Finally, FAU fired Ho in 2011. That occurred only after he fatally shot 29-year-old Sheri Carter. Ho is serving two life sentences for offenses, including murder. FAU reached a settlement with Carter’s mother.
The fact that officers who are terminated or forced into resignation due to misconduct indicates that Florida is failing in ensuring immoral persons cannot retain law enforcement certification. “What I found is it is a terrible system for hiring officers,” Walt Zalisko, the former Oak Hill police officer and police practice expert, told the Naples Daily News. “You can have an officer who’s been under investigation and resigns and it will say something like it was a voluntary separation. Cities will do that to avoid possible litigation down the road. We’ve seen officers who have changed departments eight times.”
So long as they retain certification, it seems a person intent on being a cop or prison guard just needs to keep trying different jurisdictions. Matthew Vandetti was rejected by at least nine other agencies before he was hired by the Clewiston Police Department in 2015 and the Hendry County Sheriff’s Office in 2018. Most agencies said the rejections were based on misconduct.

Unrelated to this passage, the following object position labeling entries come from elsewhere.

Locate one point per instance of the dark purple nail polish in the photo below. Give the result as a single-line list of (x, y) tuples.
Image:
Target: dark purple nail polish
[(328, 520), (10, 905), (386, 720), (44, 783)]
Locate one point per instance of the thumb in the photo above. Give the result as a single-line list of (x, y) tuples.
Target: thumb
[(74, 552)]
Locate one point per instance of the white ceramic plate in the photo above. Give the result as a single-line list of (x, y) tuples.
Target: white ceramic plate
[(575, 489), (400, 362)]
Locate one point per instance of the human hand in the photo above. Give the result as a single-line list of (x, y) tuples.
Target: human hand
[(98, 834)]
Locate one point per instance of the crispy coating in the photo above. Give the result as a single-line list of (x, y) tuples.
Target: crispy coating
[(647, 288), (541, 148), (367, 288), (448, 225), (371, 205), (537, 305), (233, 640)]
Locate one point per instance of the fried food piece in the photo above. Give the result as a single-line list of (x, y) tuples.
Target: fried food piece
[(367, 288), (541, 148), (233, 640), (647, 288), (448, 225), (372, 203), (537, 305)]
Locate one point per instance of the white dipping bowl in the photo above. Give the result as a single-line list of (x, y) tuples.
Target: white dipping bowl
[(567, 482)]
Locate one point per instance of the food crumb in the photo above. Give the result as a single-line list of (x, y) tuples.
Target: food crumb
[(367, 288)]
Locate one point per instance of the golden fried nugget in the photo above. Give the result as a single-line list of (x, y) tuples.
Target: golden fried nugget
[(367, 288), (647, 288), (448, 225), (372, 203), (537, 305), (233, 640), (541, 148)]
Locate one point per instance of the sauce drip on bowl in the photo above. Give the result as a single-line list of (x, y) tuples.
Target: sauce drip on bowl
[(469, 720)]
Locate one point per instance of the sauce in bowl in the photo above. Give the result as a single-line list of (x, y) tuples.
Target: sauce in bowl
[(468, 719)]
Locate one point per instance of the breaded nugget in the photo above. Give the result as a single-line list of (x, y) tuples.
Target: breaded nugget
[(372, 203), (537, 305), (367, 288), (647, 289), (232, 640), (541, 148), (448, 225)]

During pre-employment and polygraph tests, Vandetti admitted to at least ten vehicle burglaries, using drugs, soliciting prostitution, having sex with a minor, and inadvertently exposing himself. While Vandetti said most of those offenses occurred as a juvenile, “a Collier County Sheriff’s Office polygraph examiner noted ‘significant responses’ to questions about involvement in illegal activities, use of marijuana more than 20 times, and the sale of illicit drugs for profit after he became an adult,” the Naples Daily News reported. Both agencies that hired Vandetti were aware of the disclosures and 2003 polygraph report.
Impeachment evidence is part of the exculpatory evidence prosecutors must turn over to defendants to satisfy the Due Process Clause. To meet that obligation, 20 county prosecutor offices maintain a formal Brady/Giglio list of officers who have creditability issues. Nine of those offices listed “at least 32 officers [who] in the last decade were hired by another agency, including at least 11 officers who moved to other judicial circuits, after being placed on a list,” reported the Naples Daily News.
‘Near the Top’
Some experts, however, rate Florida’s certification process as top notch. “My general impression is that it’s near the top in terms of open records and state regulations on both requirements to be an officer,” said Michael Scott, an Arizona State University criminal justice professor and founding police chief of Florida’s Lauderhill Police Department. “It has both a decent certification and decertification process.”
Zalisko disagreed. He contends Florida is among the worst when it comes to basic requirements. The George Floyd Justice in Policing Act was reintroduced by House Democrats in February 2021, including the creation of a national registry of police misconduct and ending qualified immunity for law enforcement officers. The 2020 version passed the House but failed to advance in the Senate.
Calls for such a reform is “political grandstanding,” said Florida’s Pinellas County Sheriff Bob Gualtieri. He said the Florida Sheriffs Association would oppose bills that involve a registry and reducing qualified immunity.